Then I wipe up the bleach!
Once the bleach is wiped up, I then mist the whole area down again but this time with fresh water. The idea here is that the water is absorbing any leftover bleach solution that remains on the floor of the enclosure.
Once I wipe up the water, I try my best to use my nose to determine if I can either still smell urine, or bleach. If I don’t smell either, I move on!
Time to replace the soiled substrate with fresh substrate!
Once the new substrate is in, decor can also be re-added!
This is a crucial step in my opinion! I know not everyone is going to do this but I highly recommend keeping a logbook. I have attached a PDF copy of the logbook I made and use below. Download it, print it and use it if you like!
Snake care is not complicated, but a lot of the care is “few and far between,” especially feeding and cleaning. A logbook just makes your life easier, and allows you to maintain healthier animals.
After every defecation I always weigh my snakes. Waiting until after they have defecated will allow you to get a more accurate weight, as you will be weighing close to “empty.”

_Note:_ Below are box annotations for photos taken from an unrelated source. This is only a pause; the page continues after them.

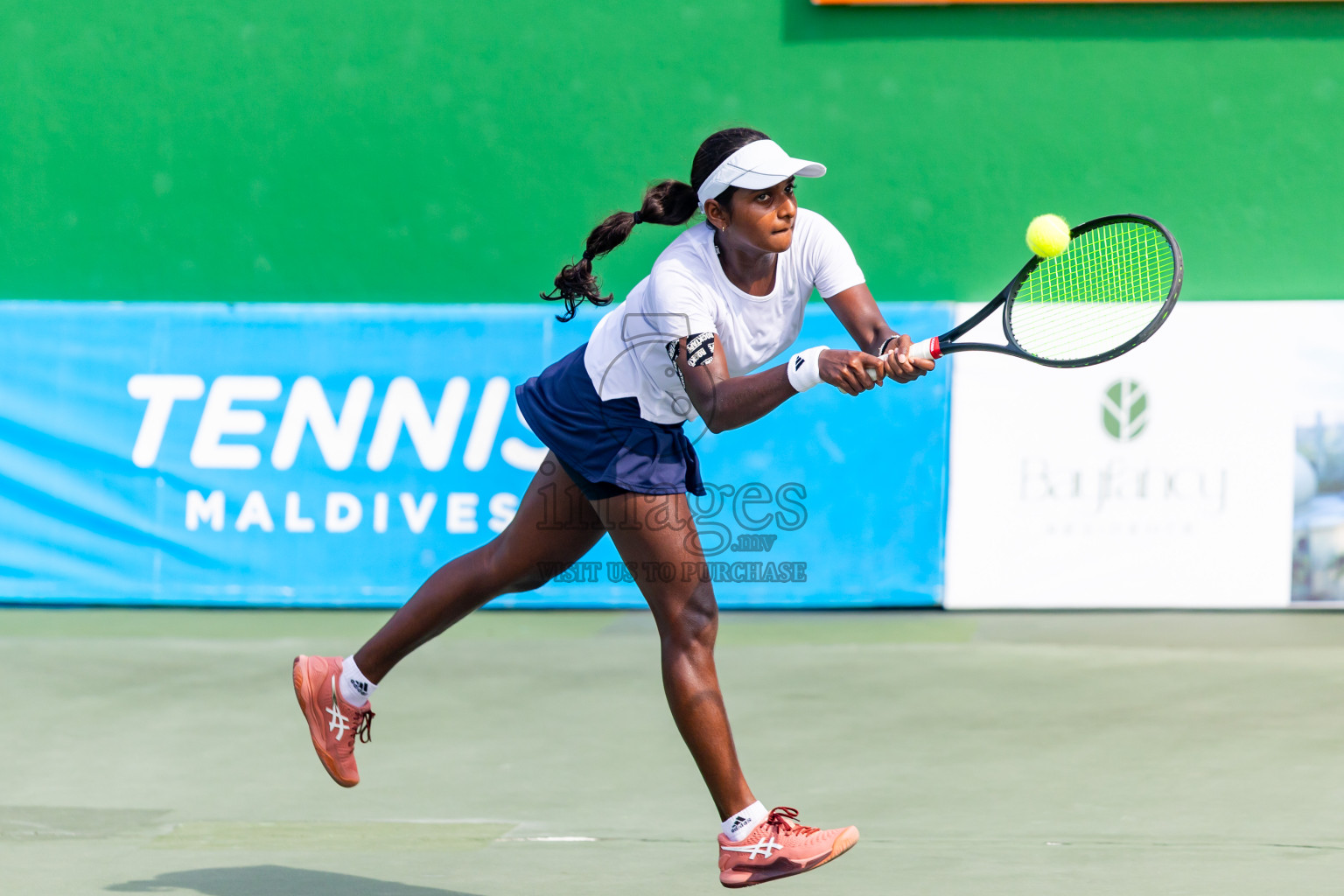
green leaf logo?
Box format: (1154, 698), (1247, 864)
(1101, 380), (1148, 442)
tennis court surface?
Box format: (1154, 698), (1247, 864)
(0, 610), (1344, 896)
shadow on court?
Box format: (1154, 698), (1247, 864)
(106, 865), (473, 896)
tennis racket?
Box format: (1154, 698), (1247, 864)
(868, 215), (1181, 376)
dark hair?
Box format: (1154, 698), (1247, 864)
(542, 128), (769, 322)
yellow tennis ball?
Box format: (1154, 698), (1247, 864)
(1027, 215), (1068, 258)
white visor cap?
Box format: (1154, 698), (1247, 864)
(696, 140), (827, 209)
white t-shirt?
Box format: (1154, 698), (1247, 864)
(584, 208), (864, 424)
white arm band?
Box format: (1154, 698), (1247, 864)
(789, 346), (830, 392)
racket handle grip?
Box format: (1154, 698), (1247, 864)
(910, 336), (942, 361)
(863, 336), (942, 380)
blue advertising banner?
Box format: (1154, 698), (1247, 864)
(0, 302), (951, 607)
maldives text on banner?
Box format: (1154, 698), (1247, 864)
(0, 302), (951, 607)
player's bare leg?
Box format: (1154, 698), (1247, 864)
(595, 492), (755, 818)
(594, 493), (859, 888)
(355, 454), (604, 683)
(293, 454), (604, 788)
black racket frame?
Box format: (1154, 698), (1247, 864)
(938, 215), (1184, 367)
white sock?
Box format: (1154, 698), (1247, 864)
(723, 799), (766, 844)
(340, 655), (378, 707)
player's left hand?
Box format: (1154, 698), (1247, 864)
(882, 336), (934, 383)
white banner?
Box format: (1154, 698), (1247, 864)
(945, 302), (1295, 608)
(1274, 302), (1344, 605)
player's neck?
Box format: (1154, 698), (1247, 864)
(714, 234), (780, 296)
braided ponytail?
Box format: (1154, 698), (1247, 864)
(542, 180), (697, 322)
(542, 128), (769, 324)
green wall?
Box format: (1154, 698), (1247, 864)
(0, 0), (1344, 301)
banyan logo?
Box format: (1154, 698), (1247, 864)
(1101, 380), (1148, 442)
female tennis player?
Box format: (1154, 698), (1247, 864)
(293, 128), (933, 886)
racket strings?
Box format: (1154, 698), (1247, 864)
(1008, 221), (1176, 360)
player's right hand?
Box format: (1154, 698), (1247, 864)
(817, 348), (886, 395)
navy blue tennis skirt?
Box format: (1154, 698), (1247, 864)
(514, 342), (704, 499)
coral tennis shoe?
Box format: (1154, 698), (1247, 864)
(719, 806), (859, 886)
(294, 655), (374, 788)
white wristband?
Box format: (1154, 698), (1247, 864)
(789, 346), (830, 392)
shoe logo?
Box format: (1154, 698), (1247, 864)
(723, 836), (783, 858)
(326, 676), (349, 740)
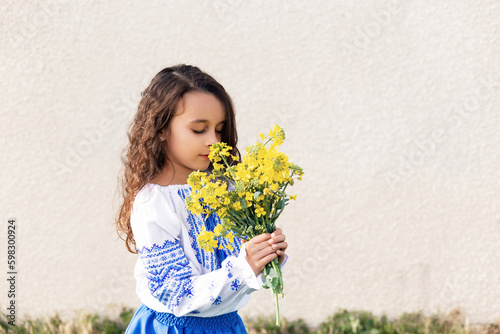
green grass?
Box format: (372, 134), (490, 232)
(0, 308), (500, 334)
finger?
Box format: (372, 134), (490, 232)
(271, 242), (288, 250)
(271, 227), (283, 237)
(268, 234), (286, 245)
(247, 241), (272, 253)
(250, 233), (271, 243)
(259, 252), (278, 267)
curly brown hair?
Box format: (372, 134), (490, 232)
(115, 64), (240, 253)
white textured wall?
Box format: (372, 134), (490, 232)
(0, 0), (500, 324)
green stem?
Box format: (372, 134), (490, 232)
(274, 293), (280, 327)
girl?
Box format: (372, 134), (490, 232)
(116, 65), (287, 333)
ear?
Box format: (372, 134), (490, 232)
(160, 128), (168, 141)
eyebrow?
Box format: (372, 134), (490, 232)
(190, 119), (226, 124)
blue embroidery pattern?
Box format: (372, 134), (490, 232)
(177, 188), (241, 271)
(139, 240), (193, 311)
(212, 296), (222, 305)
(231, 279), (241, 291)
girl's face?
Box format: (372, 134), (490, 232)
(162, 91), (226, 184)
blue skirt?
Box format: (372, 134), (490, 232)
(125, 304), (247, 334)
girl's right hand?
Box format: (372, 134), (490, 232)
(245, 233), (278, 276)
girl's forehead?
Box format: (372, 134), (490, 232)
(177, 92), (226, 123)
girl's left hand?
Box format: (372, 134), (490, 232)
(268, 228), (288, 263)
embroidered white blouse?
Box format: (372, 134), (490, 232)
(130, 183), (272, 317)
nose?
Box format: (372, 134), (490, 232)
(207, 129), (220, 147)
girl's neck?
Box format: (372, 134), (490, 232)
(150, 169), (187, 187)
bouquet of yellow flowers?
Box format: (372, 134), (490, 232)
(186, 125), (304, 326)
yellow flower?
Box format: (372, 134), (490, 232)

A healthy snake should be always gaining or maintaining their weight (give or take). Of course if you are breeding your animals they will be subject to weight changes but generally you are looking for any unexpected changes in weight. An animal that is loosing weight unexpectedly could be ill, and if that is the case I would consider taking them in to see a vet.

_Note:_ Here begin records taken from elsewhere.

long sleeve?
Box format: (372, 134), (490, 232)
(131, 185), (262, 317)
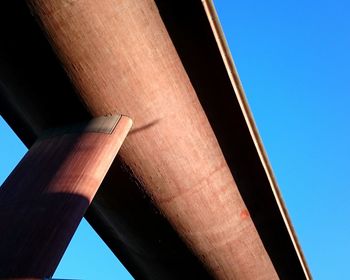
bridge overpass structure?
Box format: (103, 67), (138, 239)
(0, 0), (311, 279)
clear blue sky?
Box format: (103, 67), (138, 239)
(0, 0), (350, 280)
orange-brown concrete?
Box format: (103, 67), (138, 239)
(0, 116), (132, 279)
(28, 0), (277, 279)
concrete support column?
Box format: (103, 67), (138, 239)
(0, 116), (131, 279)
(28, 0), (277, 280)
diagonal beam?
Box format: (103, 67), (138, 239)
(0, 115), (132, 278)
(27, 0), (277, 280)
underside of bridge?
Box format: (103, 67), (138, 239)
(0, 0), (311, 279)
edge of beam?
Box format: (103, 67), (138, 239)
(201, 0), (312, 279)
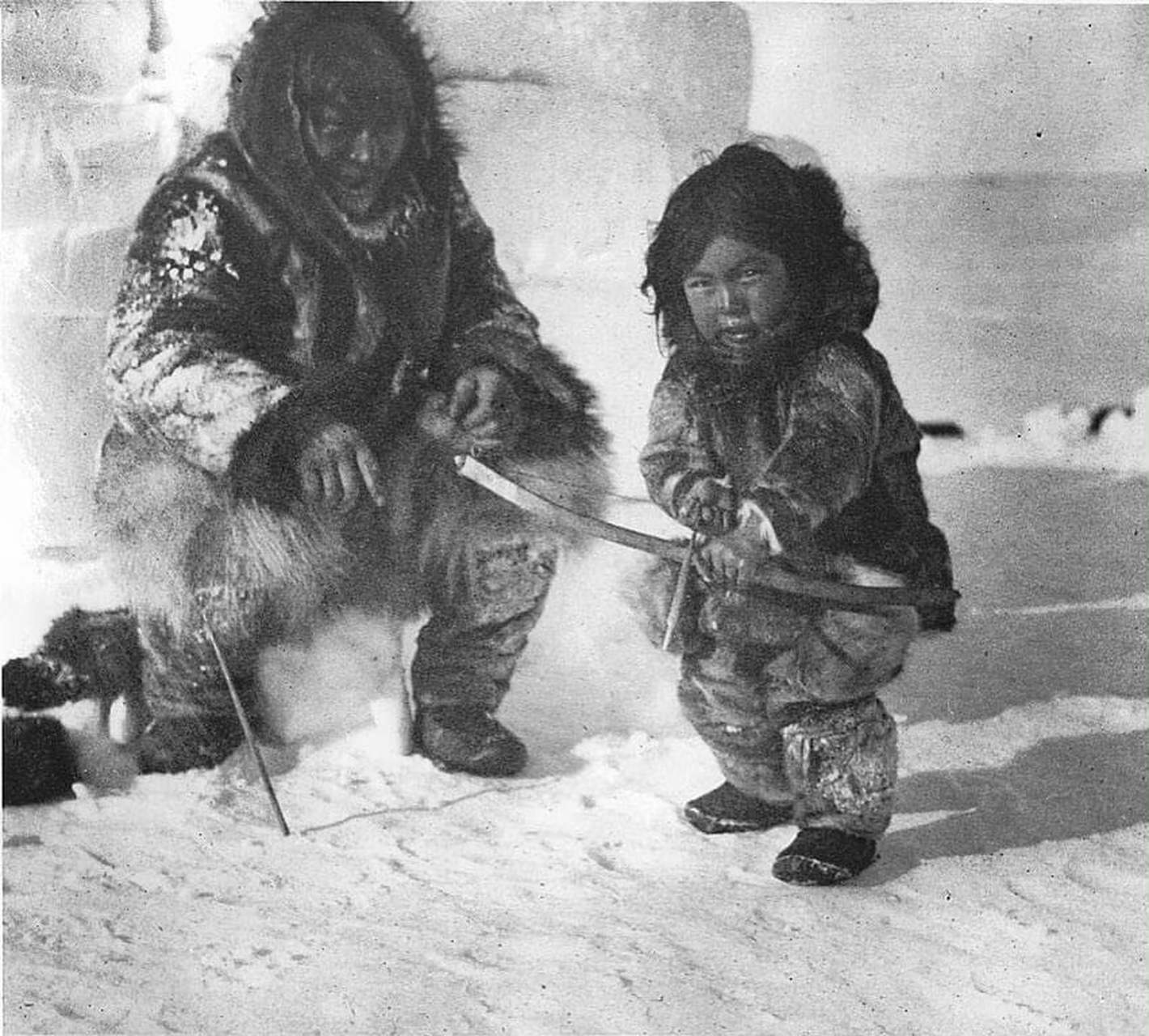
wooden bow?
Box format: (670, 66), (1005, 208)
(455, 456), (960, 612)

Here is a snapshot of my logbook. First I write in the date, then the weight of the snake, next to the weight in brackets I right how much weight was gained or lost, then I will make a note regarding the waste itself (eg. usually I put an, “N”= normal, but if I notice anything strange or different I will jot that down instead), and finally I put another number in brackets indicating how many days since last defecation.
The particular example above the animal actually lost weight but if you look at the line above you will see why. The day before the snake produced urates only and when I weighed him he was still holding on to 50g of feces.